The register on the other hand keeps meticulous records. Instead of copying (making a copy of the original at another address) and moving files (copying and then deleting the original), it replicates and migrates them. Here the copied files are not independent, but synchronised instances of the same file. If one changes, they all do. Some go further and make the files immutable. You cannot change a file, but you can make new modified instances. Now you got yourself a versioning system.

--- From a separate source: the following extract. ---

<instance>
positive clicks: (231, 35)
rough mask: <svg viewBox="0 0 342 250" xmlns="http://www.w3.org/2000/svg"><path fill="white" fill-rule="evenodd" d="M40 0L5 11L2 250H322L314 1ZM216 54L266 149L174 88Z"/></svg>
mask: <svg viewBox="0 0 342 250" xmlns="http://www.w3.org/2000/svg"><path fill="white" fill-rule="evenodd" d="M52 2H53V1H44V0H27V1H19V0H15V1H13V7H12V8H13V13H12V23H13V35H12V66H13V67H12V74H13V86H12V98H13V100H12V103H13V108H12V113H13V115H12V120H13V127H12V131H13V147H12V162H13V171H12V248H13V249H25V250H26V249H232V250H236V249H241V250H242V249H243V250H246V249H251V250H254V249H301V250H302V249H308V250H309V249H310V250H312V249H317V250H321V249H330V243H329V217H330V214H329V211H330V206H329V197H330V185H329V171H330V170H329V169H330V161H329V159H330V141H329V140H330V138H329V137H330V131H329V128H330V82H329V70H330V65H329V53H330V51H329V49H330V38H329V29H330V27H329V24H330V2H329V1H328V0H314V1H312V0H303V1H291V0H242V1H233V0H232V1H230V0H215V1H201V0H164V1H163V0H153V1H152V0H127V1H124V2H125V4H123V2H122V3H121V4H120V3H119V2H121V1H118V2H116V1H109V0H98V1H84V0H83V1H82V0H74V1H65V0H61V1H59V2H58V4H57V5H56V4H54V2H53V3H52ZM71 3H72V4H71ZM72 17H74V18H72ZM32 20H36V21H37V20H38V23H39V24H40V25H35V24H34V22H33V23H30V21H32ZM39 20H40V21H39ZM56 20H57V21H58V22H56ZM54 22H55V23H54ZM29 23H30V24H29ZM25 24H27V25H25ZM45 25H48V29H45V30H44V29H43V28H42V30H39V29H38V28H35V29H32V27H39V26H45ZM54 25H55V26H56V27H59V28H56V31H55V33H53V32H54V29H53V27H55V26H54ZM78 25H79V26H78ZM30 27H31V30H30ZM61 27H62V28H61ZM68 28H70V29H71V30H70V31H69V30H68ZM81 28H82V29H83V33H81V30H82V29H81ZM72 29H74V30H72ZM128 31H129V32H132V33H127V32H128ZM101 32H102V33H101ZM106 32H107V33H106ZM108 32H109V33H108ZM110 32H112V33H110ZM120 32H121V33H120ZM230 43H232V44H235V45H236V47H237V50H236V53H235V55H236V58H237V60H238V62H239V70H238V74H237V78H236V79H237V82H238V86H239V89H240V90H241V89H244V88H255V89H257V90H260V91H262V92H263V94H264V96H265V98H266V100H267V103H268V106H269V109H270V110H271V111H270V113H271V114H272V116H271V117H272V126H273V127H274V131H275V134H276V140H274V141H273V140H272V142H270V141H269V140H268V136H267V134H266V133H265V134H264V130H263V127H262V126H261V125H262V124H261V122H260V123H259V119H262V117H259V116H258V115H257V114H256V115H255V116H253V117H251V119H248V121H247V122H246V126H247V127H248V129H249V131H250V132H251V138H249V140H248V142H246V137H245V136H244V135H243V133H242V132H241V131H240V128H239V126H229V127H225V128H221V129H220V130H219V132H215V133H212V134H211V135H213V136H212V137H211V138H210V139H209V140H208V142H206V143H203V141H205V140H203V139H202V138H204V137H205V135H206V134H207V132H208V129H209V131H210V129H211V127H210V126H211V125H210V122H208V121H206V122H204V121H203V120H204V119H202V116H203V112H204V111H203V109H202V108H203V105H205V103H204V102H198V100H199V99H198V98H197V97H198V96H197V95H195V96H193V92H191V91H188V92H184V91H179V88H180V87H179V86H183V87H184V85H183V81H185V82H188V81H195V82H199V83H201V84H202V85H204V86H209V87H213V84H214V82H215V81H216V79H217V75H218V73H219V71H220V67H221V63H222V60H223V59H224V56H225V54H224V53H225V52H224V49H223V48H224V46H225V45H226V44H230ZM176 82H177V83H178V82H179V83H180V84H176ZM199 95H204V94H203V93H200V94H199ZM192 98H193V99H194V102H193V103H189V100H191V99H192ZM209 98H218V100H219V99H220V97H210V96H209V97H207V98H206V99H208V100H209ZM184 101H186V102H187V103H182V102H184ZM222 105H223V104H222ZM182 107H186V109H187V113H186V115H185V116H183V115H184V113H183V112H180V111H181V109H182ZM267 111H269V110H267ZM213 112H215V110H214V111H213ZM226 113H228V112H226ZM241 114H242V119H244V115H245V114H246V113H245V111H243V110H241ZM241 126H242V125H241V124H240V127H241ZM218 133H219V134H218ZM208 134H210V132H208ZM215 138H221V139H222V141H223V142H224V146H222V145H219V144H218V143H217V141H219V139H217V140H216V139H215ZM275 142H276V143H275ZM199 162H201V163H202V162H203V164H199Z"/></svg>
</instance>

Both approaches co-exist. The term URI (or IRI) used in web specifications reflect that, URI is collective term for URL and URN, the former being a location, an address, and the latter being a name, a tag or key to be given to the reception. The “HTTP approach” dominate. Well-designed systems have redirects when things move, so you can still find them, but unless they really are designed for posterity, they will eventually break.

Moving with Mastodon

Most systems, social or not, are not built for a move. Worst case you have to download your data by hand, and even when you can download your data, like with Facebook or Twitter or WordPress, you still have to figure out what to do next. For big and sometimes smaller systems there is usually a way. This blog has migrated once, from when Opera Software shut down their social media. Vivaldi went out of their way to make the transition to Vivaldi smooth, and largely it was.

But even when you can successfully export and reimport your entries, there are no HTTP 301 messages. All the traffic to Opera.com was gone, individual blogs as well as to the social media in general. Any links were broken. And of course Vivaldi didn’t get the Opera traffic.

Mastodon does better. You can more from one instance of Mastodon to another. Certainly not without fuss, and far from perfectly. There are losses and you depend on your followers to follow you onwards, but a huge step forward. From 404 to 301 if you like. Here is how you do it: How To Change Servers On Mastodon (And When You Should)

This is definitely better, but is it good enough? Is it how it should be? As described above, unless there is some global register we need redirects, and redirects will decay. But so does everything. There could be cooperation with an archive.org type service, so that future historians will have some threads to pick out from the rubble. Redirect is good enough, but that does not mean we can’t improve on the experience.

The duration of a redirect is not an issue. As long as the server/instance remains I have squatted https://social.vivaldi.net/@jaxroam, even if the account were deleted. But like with the mail header example above, it should be possible for the account owner to keep track of which of the follower clients have registered the move, and which haven’t, with the possibility to notify and for the followers to automatically update.

Next/previous in the timeline could also jump instances as a linked list. Assuming a clean move, the previous toot of my first one on the new instance would be my last one on the previous one, and the next toot of the previous instance would be the first of the new one. This would matter little for Mastodon, where toots presumably are many and fairly ephemeral, and people wouldn’t follow a timeline from beginning to end, but would matter more on blog posts like this.

The export/import step of moving should be unnecessary, and could be handled between the Mastodon instances directly. However, as this involves significant upkeep, the experience shouldn’t be too smooth, otherwise this could be used as a form of denial of service. There seems to be a 24 hour rule, which could be adapted and adjusted to provide the right amount of friction.

It should still be possible to download to the user’s personal repository.